I work in painting, filmmaking, animation, and interactive installation. While my practice is greatly influenced by my personal journey, I have experienced a range of educational experiences, from the US, Thailand, and I am currently pursuing my MFA in Qatar. I grew up outside of Ethiopia, so visiting the country and getting a sense of the current film community there was inspiring.
My work is greatly inspired by the two cultures I come from. My mother is from Jamaica, and my father is from Ethiopia. I am inspired to tell the stories of the histories of both ancestries. I do so mainly through my films, combining folklore with real histories through animation.

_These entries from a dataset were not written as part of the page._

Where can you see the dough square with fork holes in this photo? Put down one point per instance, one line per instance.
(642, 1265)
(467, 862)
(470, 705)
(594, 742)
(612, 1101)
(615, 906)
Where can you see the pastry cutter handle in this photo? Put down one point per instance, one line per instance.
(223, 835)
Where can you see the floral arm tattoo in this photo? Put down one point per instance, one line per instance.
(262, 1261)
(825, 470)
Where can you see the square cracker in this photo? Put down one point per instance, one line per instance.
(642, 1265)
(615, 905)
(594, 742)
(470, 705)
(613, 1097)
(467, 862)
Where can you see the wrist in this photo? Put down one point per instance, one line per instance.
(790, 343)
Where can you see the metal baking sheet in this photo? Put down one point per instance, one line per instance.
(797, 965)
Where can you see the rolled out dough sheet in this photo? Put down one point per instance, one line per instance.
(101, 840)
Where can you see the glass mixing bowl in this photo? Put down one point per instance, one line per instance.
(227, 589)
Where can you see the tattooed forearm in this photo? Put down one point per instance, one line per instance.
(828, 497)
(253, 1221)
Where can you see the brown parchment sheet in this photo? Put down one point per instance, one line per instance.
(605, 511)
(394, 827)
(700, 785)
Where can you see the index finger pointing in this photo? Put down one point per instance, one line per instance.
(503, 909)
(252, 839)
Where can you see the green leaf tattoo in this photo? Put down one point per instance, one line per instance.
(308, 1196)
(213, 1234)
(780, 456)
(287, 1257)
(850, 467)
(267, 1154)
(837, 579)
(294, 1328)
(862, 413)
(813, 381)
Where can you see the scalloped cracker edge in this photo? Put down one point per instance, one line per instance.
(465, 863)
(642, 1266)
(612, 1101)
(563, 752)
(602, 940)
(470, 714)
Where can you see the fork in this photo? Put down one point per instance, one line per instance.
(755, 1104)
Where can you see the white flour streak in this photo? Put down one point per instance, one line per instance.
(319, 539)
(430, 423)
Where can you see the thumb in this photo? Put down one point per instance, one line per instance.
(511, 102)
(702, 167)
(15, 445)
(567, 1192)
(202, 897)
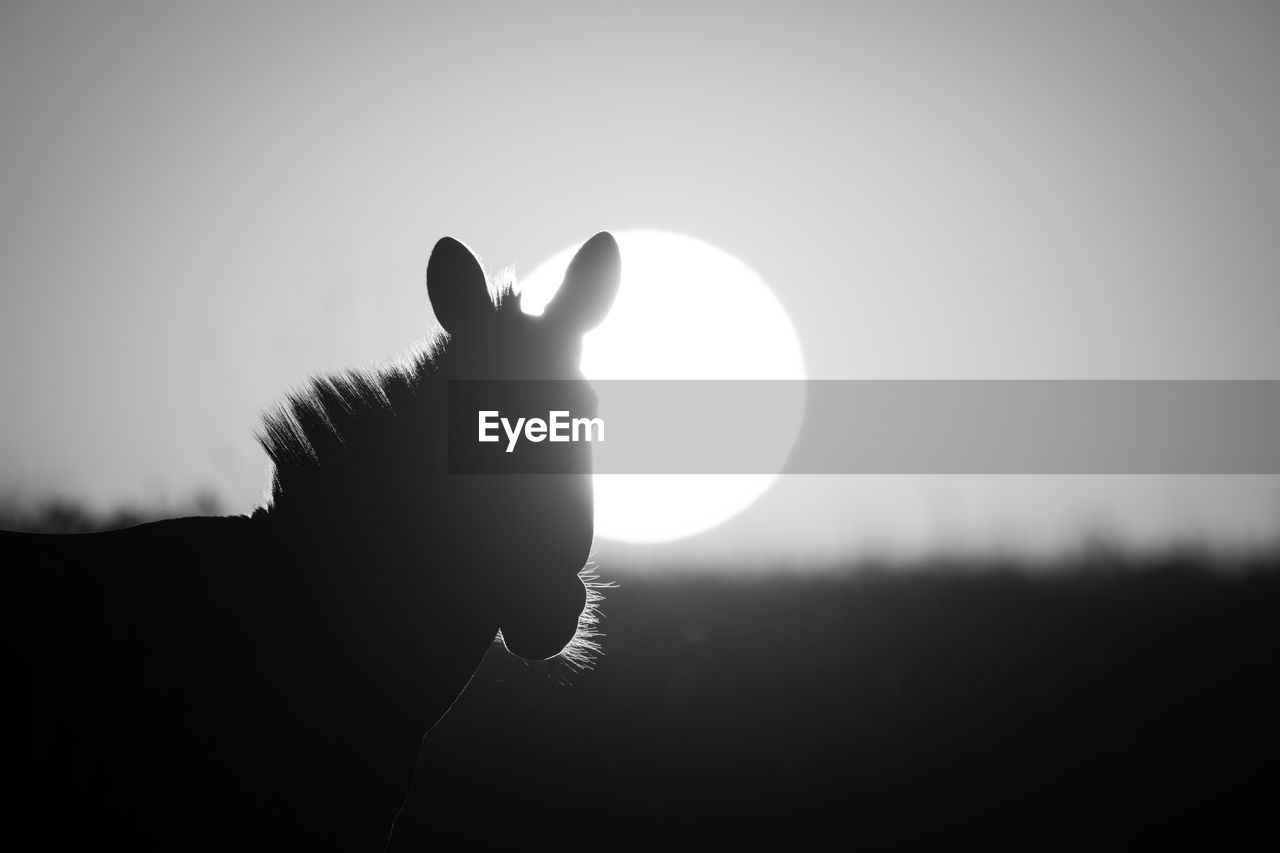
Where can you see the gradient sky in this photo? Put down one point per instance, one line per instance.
(204, 204)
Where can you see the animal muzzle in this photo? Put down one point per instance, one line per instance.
(543, 619)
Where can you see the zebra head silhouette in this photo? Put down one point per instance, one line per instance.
(545, 525)
(264, 682)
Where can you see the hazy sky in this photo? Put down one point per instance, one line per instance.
(204, 204)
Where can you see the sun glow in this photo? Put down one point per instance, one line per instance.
(685, 310)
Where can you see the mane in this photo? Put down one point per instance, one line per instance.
(336, 418)
(323, 433)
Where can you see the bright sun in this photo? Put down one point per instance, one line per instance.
(686, 310)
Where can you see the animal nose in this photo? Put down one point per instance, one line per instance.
(544, 620)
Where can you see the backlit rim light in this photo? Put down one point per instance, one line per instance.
(685, 310)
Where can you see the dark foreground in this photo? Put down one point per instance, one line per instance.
(1110, 703)
(1111, 706)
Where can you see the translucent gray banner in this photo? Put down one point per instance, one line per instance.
(983, 427)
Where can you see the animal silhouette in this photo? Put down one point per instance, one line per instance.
(265, 680)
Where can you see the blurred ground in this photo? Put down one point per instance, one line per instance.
(1106, 705)
(1109, 701)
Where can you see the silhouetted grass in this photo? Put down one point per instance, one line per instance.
(1106, 701)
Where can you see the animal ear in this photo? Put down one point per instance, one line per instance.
(457, 287)
(590, 283)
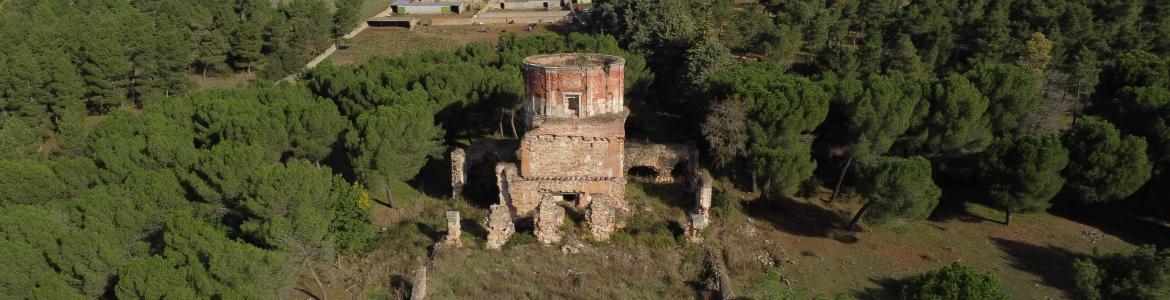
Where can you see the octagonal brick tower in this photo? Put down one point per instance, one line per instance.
(573, 115)
(573, 144)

This process includes meditation, ongoing research, and traveling to truly immerse myself in the world of the story I am creating. Within my painting and drawing work, I express more personal stories. I’ve used film to collectively heal, while I use painting to personally express.
Filmmaking in Ethiopia
I don’t see it as lacking but instead a place with limitless potential. This is because places like New York are full of so many artists wanting to make it to the top, in an environment of already established systems of success, making a lot of things inaccessible to most artists.

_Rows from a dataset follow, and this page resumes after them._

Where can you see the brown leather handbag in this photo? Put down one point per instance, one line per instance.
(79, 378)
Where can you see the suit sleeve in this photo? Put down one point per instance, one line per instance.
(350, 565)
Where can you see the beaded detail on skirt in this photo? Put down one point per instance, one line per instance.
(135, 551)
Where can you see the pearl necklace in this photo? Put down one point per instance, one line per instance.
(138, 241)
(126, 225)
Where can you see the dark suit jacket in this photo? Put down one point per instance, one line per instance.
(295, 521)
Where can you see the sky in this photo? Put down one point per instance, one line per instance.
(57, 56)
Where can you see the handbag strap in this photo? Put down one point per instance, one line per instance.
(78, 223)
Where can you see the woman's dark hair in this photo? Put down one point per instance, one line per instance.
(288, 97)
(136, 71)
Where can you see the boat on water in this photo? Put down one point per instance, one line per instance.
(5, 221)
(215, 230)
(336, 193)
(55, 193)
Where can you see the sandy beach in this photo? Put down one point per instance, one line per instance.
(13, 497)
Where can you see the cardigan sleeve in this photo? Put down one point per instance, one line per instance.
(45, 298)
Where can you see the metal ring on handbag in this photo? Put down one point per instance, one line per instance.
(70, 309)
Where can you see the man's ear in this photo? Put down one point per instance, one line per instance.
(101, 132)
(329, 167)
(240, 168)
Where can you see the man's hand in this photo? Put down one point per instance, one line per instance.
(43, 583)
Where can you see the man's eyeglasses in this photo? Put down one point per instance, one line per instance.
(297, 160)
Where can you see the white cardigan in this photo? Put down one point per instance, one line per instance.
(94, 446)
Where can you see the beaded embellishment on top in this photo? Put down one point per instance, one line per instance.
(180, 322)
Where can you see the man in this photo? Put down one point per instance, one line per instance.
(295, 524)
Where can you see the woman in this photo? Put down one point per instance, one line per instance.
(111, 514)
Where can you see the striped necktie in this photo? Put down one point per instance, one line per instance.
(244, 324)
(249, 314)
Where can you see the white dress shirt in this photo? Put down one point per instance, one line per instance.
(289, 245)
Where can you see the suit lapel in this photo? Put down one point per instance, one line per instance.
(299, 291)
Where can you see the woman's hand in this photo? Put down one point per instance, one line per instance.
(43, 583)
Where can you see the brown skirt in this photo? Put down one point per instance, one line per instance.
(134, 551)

Whereas, Addis Ababa, for example, has an early developing film/art community so there is so much potential there to build and innovate. I hope I can be a part of building it with our community in the future.
Yene Fikir Ethiopia
Yene Fikir Ethiopia is set during the time of the Derg. It follows the journey of a young girl seeing her world change before her eyes, and navigating her way through this chaotic world. She is divinely guided on her journey, and in the process evolves from the power she learns that lives within her. It screened in Addis Ababa, January 2020 at Alliance Ethio Francaise. After its international festival run, it will eventually be released online. My previous film, The Water Will Carry Us Home is set during the time of the transatlantic slave trade when enslaved Africans were thrown off ships in the Atlantic ocean. I combine this true history with West African folklore, bringing the presence of mermaid deities in the story who save the souls of the dying and transform them into mermaids that live on in the waters.

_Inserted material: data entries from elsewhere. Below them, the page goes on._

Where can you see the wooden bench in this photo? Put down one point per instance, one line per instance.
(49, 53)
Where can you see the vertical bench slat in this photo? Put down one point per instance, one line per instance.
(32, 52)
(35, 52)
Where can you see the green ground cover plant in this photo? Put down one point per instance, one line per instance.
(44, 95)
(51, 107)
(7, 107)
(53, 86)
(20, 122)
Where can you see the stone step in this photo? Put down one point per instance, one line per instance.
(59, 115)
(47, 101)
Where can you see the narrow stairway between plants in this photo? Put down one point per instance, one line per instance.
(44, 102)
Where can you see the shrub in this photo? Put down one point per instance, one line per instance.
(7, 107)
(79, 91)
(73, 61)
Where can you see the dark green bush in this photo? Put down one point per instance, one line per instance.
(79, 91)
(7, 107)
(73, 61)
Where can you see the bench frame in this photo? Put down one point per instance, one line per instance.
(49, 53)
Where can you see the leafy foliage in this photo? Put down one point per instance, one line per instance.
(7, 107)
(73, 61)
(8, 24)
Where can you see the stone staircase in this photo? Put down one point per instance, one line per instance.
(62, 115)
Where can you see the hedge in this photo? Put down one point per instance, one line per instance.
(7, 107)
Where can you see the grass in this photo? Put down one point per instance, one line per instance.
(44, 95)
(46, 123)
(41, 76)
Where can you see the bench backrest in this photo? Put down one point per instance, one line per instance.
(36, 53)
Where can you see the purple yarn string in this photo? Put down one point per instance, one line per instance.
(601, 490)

My films are not meant to be of Black people being victimized like we usually see on screen, but instead films that reclaim our history and forgotten collective power. Ultimately, they are also meant to open the doors of healing within us.
Stop Motion Animation
I love stop motion animation because it is most enjoyable to me as a painter, and is in a sense a dying art in a digital age. I often unveil my animations in film in a storybook-like manner. My art style is something that has been evolving through my entire life and still is. I chose to be an artist when I was a child and have been naturally developing my unique mark since then. Since I was a child I was always looking at art from Ancient African and Asian history, and that also came out in my style. I’d say by high school, people could look at a piece of mine without a name and say yeah, that’s Tesfaye’s.
My challenges in Ethiopia range from not being accepted, judged, and misunderstood. Many Ethiopian people are very conservative, perhaps it is interwoven with our stronghold on our religion. I once painted a mural in Addis Ababa and it was quickly painted over because it was ” Buda, Illuminati, and not of our culture or religion”. People have also told me I am “not Ethiopian at all” because of the unique way I choose to dress. I’ve had to overcome my resentments around this and try to express it in the best way I can. It is something to be handled with wisdom and not emotions. Here we see a complex relationship between being an artist and the Ethiopian identity. After the mural was painted over I spent a few hours in deep sadness and contemplation of who I was as an Ethiopian making art here. I wondered if I was accepted by my family. I listened to the difficult experiences of other artists in the community.
What I am learning right now is it is not necessarily our job to look at this world and try to find our place in it and get offended that there isn’t one. It is our job as artists, creatives, and designers to create a place for ourselves in society. The way we create it can also trigger new behaviors towards art and artists in Ethiopia.
Words of Encouragement
Don’t limit yourself. Strive to find deeper meanings and reflections of your soul within your work. Research the topics, time periods, forms that excite you and see what dots you connect. Don’t allow doom and gloom surroundings to define who you are, what you are made of, and where you are going. Recharge your power when you need to.
COVID-19 and Creatives
I am the type of person where the world could be collapsing and I will still see a faint light at the end of the tunnel. This did not ruin us and we are only at the beginning of our creative greatness. This will pass and only make us stronger. I am excited to see when the pandemic passes, what beauty and power the creative spirit will explode into saying.
Spirited Away by Hayao Miyazaki. I’m an animator, so of course! However, this has been my favorite film since I was a child. It’s out there in the world, symbolism and metaphorical storytelling is so beautiful. Miyazaki is one of the greatest animators of our time.